- Interactive map of the Placentia Plantation area

General information
- Location: Savannah, Georgia, U.S.
- Coordinates: 32°01′37″N 81°03′40″W﻿ / ﻿32.02685570°N 81.060990°W

= Placentia Plantation =

Former plantation in Savannah, Georgia

Placentia Plantation was a plantation founded in the 18th century near colonial Savannah, Province of Georgia, around 3.5 mi southeast of the city and a short distance west of the Wilmington River. Until emancipation, the plantation was worked by black slaves.

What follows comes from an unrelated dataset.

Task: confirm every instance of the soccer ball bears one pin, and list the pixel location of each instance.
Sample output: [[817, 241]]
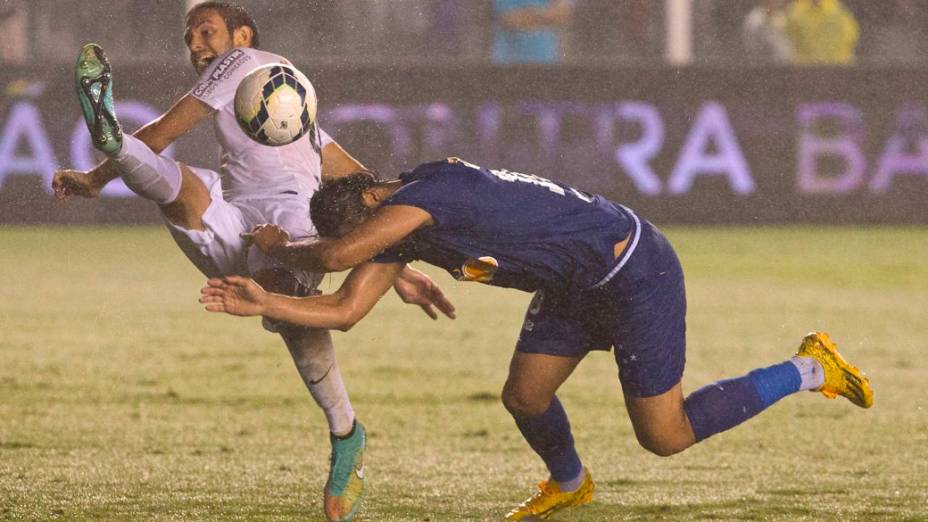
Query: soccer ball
[[275, 104]]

Josiah Tattnall Jr., son of founding father of Savannah Josiah Tattnall Sr., inherited the plantation in 1781. He was born at nearby Bonaventure Plantation. In 1786, Tattnall sold 850 acre of Plancentia to John McQueen.

William Hughes, after surveying the land, divided the property into twelve equal parcels, each containing 65 acre. The plots ran from Skidaway Road to the marshes at the Wilmington River.

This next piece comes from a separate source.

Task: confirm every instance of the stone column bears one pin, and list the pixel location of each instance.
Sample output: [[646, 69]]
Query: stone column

Since 1891, Savannah State University has stood partly on the plantation's colored cemetery, a 2.5 acre burial site containing many unmarked graves.

In the early 19th century, John Postell Williamson began cultivating the land for rice, cotton and corn.

In 2018, construction on a memorial garden for the colored graveyard was begun at Savannah State University.

Placentia Canal flows north through the area and empties into the Wilmington River across from Richardson Creek. It was constructed between 1877 and 1887.

== In popular culture ==
The plantation is mentioned in Big Auntie's Pearls, a 2021 novel by Hope Gregory.